Je me craquais les doigts, mal à l'aise. Je n'aimais pas la tournure que prenait cette conversation. Je n'étais sûre de rien, et au final, nous étions tous rivaux ici. J'avais juste présumé que c'était Edmond ou moi.
- Eh bien... Tu as déjà vu deux diplômés qui partageaient la même discipline ?
- Je t'avoue que je n'avais jamais regardé...
La conversation s'essouffla. Je soupirai, m'allongeai sur ma chaise. J'avais une grosse page blanche dans la tête et j'avais l'impression de ne rien pouvoir y faire. Mes doigts pianotèrent un moment sur la table avant qu'une fille de la table d'à côté me demande d'arrêter. Je l'insultai dans ma tête.
- Je peux lire tes paroles ? demandai-je à Astrid, en espérant me libérer de mon manque d'inspiration.
Elle accepta et me passa sa feuille.

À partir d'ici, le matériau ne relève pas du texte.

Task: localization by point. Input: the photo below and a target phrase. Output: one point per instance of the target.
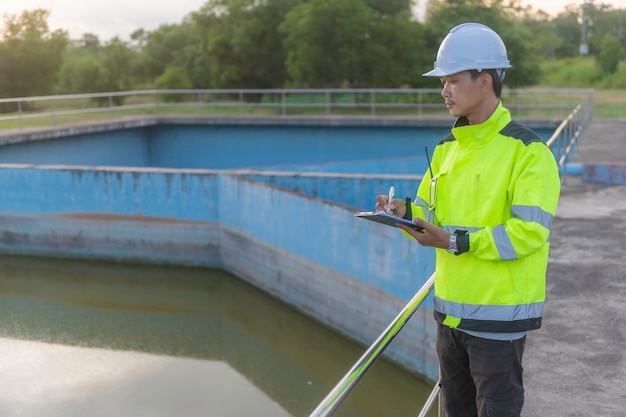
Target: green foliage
(610, 53)
(174, 78)
(31, 55)
(269, 44)
(241, 42)
(443, 15)
(579, 72)
(81, 73)
(350, 44)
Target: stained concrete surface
(575, 365)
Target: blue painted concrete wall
(276, 208)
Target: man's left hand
(432, 235)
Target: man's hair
(497, 81)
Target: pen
(391, 193)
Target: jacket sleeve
(533, 195)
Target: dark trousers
(480, 377)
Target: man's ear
(486, 82)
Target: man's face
(461, 94)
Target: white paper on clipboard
(387, 219)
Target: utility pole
(584, 48)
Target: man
(486, 203)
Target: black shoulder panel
(517, 131)
(449, 138)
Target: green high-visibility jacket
(497, 186)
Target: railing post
(354, 375)
(283, 103)
(420, 99)
(328, 111)
(19, 114)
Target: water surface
(99, 339)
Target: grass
(608, 103)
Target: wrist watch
(453, 248)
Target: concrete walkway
(575, 365)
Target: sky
(109, 18)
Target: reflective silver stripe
(489, 312)
(503, 244)
(452, 229)
(533, 214)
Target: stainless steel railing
(336, 396)
(27, 112)
(565, 139)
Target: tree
(349, 43)
(242, 42)
(81, 73)
(504, 18)
(116, 67)
(610, 53)
(31, 54)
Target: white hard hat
(470, 46)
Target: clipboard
(387, 219)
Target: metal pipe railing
(354, 375)
(381, 101)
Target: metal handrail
(347, 383)
(411, 102)
(565, 139)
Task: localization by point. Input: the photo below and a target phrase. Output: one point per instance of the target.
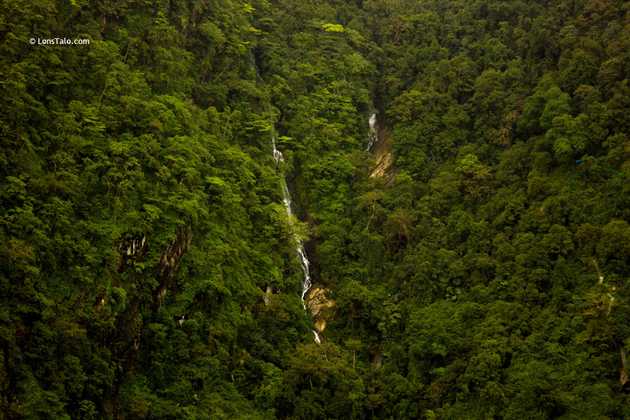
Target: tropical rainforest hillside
(472, 263)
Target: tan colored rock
(320, 307)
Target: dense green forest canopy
(147, 266)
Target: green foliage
(147, 265)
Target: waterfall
(301, 252)
(373, 136)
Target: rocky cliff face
(320, 306)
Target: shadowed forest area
(473, 263)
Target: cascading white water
(373, 136)
(301, 252)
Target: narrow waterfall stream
(304, 262)
(373, 136)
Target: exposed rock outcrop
(320, 306)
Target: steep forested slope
(147, 266)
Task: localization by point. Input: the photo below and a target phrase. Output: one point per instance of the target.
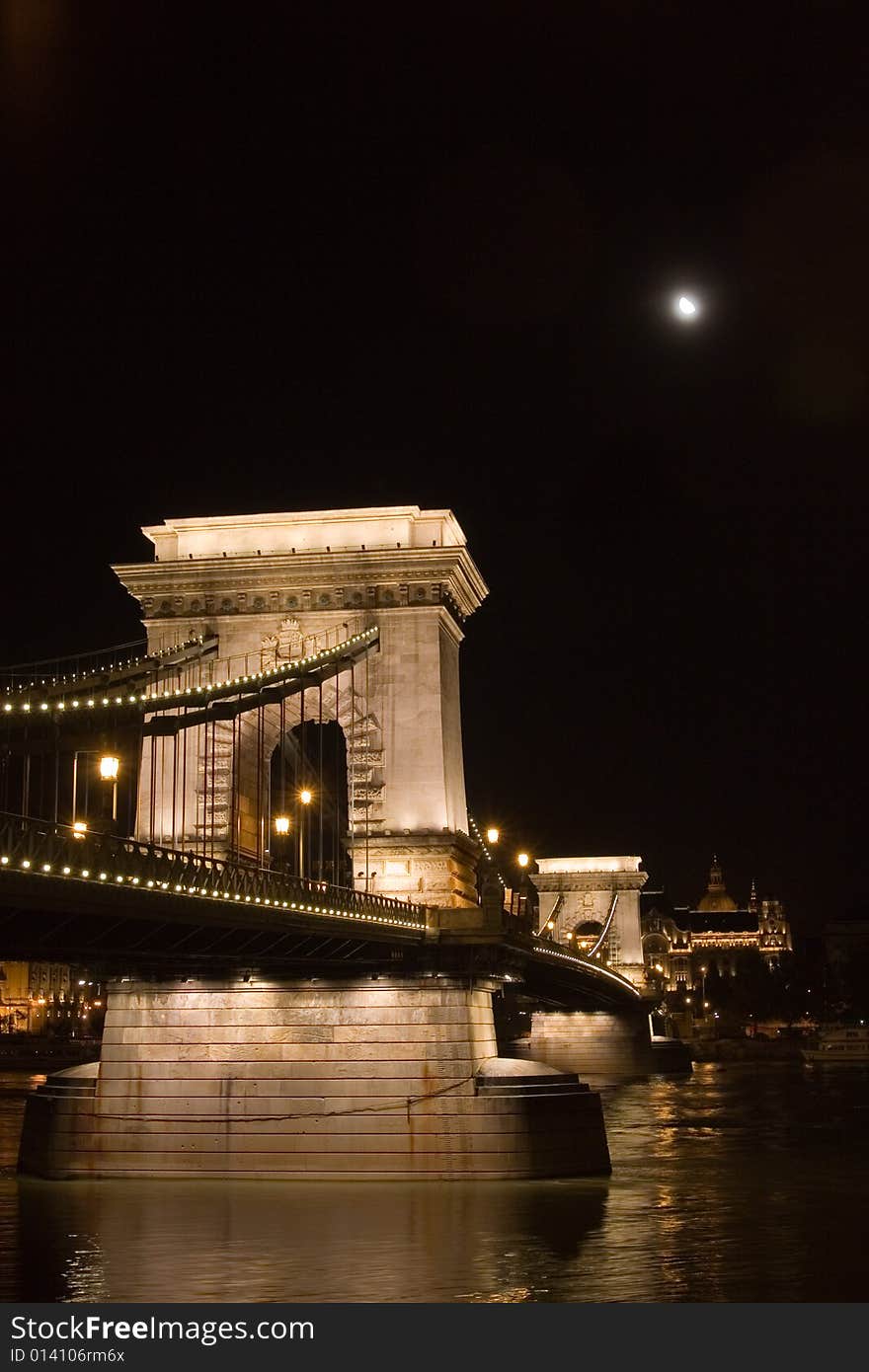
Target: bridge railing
(42, 848)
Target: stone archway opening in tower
(587, 935)
(309, 796)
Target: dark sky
(295, 257)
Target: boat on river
(840, 1043)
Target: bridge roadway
(133, 907)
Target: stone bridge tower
(270, 586)
(576, 894)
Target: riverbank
(34, 1052)
(746, 1050)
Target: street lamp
(109, 771)
(305, 798)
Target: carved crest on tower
(284, 645)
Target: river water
(739, 1182)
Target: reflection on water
(735, 1184)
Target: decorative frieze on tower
(271, 587)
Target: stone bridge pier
(308, 1079)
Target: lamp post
(305, 798)
(521, 861)
(109, 770)
(281, 829)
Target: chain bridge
(254, 826)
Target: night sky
(298, 257)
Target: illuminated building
(681, 945)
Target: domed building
(681, 945)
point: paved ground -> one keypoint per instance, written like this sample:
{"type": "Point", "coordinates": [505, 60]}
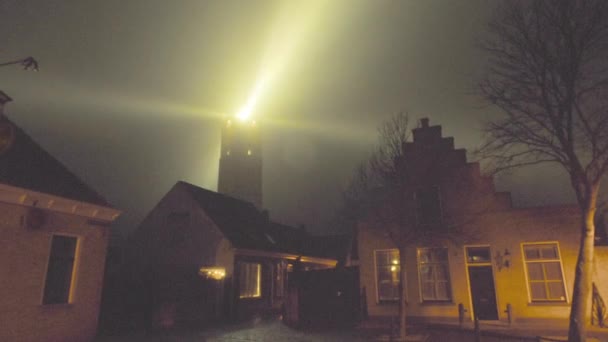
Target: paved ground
{"type": "Point", "coordinates": [270, 330]}
{"type": "Point", "coordinates": [273, 330]}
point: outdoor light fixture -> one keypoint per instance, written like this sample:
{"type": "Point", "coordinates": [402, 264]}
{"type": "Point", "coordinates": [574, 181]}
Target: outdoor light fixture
{"type": "Point", "coordinates": [215, 273]}
{"type": "Point", "coordinates": [28, 63]}
{"type": "Point", "coordinates": [502, 260]}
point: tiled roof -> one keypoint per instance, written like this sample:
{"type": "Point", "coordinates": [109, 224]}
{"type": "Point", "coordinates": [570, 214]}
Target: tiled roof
{"type": "Point", "coordinates": [27, 165]}
{"type": "Point", "coordinates": [248, 228]}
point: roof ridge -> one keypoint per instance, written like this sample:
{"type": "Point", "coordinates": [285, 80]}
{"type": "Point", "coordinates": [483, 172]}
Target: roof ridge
{"type": "Point", "coordinates": [35, 148]}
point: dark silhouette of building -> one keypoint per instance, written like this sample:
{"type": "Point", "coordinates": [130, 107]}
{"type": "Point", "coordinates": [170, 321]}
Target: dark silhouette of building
{"type": "Point", "coordinates": [240, 173]}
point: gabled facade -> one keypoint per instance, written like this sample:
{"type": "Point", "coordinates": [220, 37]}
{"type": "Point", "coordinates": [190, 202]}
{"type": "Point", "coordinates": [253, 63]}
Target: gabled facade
{"type": "Point", "coordinates": [200, 256]}
{"type": "Point", "coordinates": [53, 236]}
{"type": "Point", "coordinates": [512, 264]}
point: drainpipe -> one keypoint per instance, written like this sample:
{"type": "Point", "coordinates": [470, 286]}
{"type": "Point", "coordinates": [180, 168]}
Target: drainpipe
{"type": "Point", "coordinates": [509, 312]}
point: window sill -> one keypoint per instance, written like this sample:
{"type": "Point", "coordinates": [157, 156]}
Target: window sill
{"type": "Point", "coordinates": [549, 303]}
{"type": "Point", "coordinates": [56, 306]}
{"type": "Point", "coordinates": [437, 303]}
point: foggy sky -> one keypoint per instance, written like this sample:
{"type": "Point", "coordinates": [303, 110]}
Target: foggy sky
{"type": "Point", "coordinates": [130, 94]}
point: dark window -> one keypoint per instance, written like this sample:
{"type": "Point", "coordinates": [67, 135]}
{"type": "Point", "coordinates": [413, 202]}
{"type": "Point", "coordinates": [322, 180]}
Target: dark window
{"type": "Point", "coordinates": [428, 206]}
{"type": "Point", "coordinates": [434, 274]}
{"type": "Point", "coordinates": [388, 272]}
{"type": "Point", "coordinates": [60, 269]}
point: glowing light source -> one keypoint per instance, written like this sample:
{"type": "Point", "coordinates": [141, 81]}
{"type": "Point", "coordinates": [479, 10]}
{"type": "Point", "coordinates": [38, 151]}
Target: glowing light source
{"type": "Point", "coordinates": [216, 273]}
{"type": "Point", "coordinates": [287, 36]}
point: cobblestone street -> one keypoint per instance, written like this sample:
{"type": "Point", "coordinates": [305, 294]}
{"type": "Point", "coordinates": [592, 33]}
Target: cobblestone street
{"type": "Point", "coordinates": [257, 330]}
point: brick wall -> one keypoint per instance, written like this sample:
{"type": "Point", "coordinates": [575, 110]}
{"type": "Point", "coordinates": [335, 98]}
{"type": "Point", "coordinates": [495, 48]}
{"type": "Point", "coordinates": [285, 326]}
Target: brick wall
{"type": "Point", "coordinates": [24, 254]}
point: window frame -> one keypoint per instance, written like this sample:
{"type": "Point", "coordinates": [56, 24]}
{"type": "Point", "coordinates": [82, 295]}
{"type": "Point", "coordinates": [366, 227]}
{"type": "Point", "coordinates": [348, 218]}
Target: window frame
{"type": "Point", "coordinates": [74, 272]}
{"type": "Point", "coordinates": [419, 206]}
{"type": "Point", "coordinates": [448, 276]}
{"type": "Point", "coordinates": [259, 295]}
{"type": "Point", "coordinates": [561, 267]}
{"type": "Point", "coordinates": [377, 280]}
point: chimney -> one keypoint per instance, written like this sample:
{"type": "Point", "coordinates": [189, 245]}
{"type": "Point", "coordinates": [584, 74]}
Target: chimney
{"type": "Point", "coordinates": [424, 122]}
{"type": "Point", "coordinates": [4, 99]}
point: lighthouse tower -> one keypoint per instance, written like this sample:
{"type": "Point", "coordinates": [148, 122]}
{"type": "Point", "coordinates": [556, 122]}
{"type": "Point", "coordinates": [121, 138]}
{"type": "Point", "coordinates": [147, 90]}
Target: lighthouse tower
{"type": "Point", "coordinates": [240, 173]}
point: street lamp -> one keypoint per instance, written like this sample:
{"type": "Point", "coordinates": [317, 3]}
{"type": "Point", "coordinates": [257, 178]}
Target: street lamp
{"type": "Point", "coordinates": [28, 63]}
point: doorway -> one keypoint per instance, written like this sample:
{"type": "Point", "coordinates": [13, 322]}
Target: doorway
{"type": "Point", "coordinates": [481, 281]}
{"type": "Point", "coordinates": [483, 292]}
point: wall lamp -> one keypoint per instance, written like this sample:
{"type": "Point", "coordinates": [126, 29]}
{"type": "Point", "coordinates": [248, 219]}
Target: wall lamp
{"type": "Point", "coordinates": [502, 260]}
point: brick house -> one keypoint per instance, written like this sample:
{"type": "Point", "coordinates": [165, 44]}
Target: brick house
{"type": "Point", "coordinates": [53, 236]}
{"type": "Point", "coordinates": [513, 265]}
{"type": "Point", "coordinates": [200, 256]}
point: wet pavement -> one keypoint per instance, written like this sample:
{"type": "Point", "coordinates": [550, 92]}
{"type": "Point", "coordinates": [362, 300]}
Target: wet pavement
{"type": "Point", "coordinates": [260, 330]}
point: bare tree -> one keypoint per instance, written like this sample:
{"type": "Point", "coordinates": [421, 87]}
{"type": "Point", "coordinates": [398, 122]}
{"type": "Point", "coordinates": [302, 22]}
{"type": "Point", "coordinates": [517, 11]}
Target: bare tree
{"type": "Point", "coordinates": [548, 73]}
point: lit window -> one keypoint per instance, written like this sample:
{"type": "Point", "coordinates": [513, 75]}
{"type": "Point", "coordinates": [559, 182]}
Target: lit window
{"type": "Point", "coordinates": [388, 272]}
{"type": "Point", "coordinates": [250, 276]}
{"type": "Point", "coordinates": [428, 206]}
{"type": "Point", "coordinates": [544, 270]}
{"type": "Point", "coordinates": [60, 270]}
{"type": "Point", "coordinates": [281, 278]}
{"type": "Point", "coordinates": [478, 255]}
{"type": "Point", "coordinates": [434, 274]}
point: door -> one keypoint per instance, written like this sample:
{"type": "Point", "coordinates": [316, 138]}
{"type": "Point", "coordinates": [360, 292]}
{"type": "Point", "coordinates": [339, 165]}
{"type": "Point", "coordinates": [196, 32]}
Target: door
{"type": "Point", "coordinates": [483, 292]}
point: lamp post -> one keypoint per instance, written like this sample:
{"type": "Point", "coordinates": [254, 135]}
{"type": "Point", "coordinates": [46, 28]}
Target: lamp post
{"type": "Point", "coordinates": [28, 63]}
{"type": "Point", "coordinates": [7, 129]}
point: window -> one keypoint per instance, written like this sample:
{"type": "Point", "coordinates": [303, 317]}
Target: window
{"type": "Point", "coordinates": [478, 255]}
{"type": "Point", "coordinates": [388, 272]}
{"type": "Point", "coordinates": [60, 270]}
{"type": "Point", "coordinates": [280, 278]}
{"type": "Point", "coordinates": [428, 206]}
{"type": "Point", "coordinates": [434, 274]}
{"type": "Point", "coordinates": [250, 277]}
{"type": "Point", "coordinates": [544, 270]}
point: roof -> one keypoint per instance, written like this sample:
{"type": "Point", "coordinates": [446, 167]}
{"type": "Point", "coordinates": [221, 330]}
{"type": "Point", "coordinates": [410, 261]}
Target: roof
{"type": "Point", "coordinates": [27, 165]}
{"type": "Point", "coordinates": [249, 228]}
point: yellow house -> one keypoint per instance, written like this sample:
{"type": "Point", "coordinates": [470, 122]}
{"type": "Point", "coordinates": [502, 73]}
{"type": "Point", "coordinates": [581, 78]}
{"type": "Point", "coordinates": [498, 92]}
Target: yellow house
{"type": "Point", "coordinates": [513, 265]}
{"type": "Point", "coordinates": [53, 235]}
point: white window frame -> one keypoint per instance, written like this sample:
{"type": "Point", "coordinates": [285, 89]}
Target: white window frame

Elle écrivait petit et je mis un petit moment à m'y habituer.
Brise ces barreaux, tu en as la force
Arrache ces racines et cette écorce
Jette-toi dans mes bras sous une pluie de feuilles jaunies
Et savoure l'odeur chaleureuse des cookies
Comme je m'y attendais, elle avait fait quelque chose de génial.
- Tu fais une drôle de tête, tu aimes bien ? Après ce n'est que le refrain... Et je peux encore l'améliorer.
- Hein ? Si si, c'est super bien. Je vais juste aller prendre l'air, j'étouffe un peu.
Je pris mes affaires et me carapatais de la bibliothèque. La chanson d'Astrid n'avait pas eu l'effet escompté, c'était même l'inverse. Je croisais Eliott en sortant. Je ne lui adressait qu'un signe de tête puisqu'il n'avait pas mes cours.
- Esmée ! Attends !
Il posa son sac sur le sol. Il fouilla dedans, et je me demandais comment il pourrait y retrouver quoi que ce soit. Ce n'était qu'une montagne de feuilles et de paquets de chips ou de bonbons. Après avoir posé la moitié de ses affaires sur le sol, il sortit une pochette plastique débordante de feuilles.
- Voilà tes cours !
Je le bénissais.
- Tu y as pensé ? Merci !
- C'est surtout Edmond qui m'a demandé, mais je prends quand même. Bref, Daisy m'attend, j'y vais. Salut !
Il mit une main dans son sac pour écraser ses affaires et ainsi faciliter sa fermeture. Il me fit un petit signe de la main et s'engouffra dans la bibliothèque. Moi, je m'en éloignai, de meilleure humeur qu'en y entrant.
Lorsque j'étais en panne d'inspiration, j'avais plusieurs solutions. La première consister à écouter de la musique. Ici, malgré le nombre de musiciens, cela restait compliqué. Depuis que j'avais déposé mon téléphone dans le petit bac blanc, mes oreilles étaient en manque de mélodie. Ensuite il y avait les musées. Et l'art visuel, plus précisément. Mais cette ce château n'était pas qu'une école. C'était une galerie à part entière. Depuis des décennies qu'il existait, chaque travail des élèves y été exposé. Pour l'instant, je n'avais obtenu aucun résultat concluant. Il ne me restait donc plus qu'une solution : marcher dehors. Dans le calme de la nature ou dans l'agitation de la ville, qu'importe.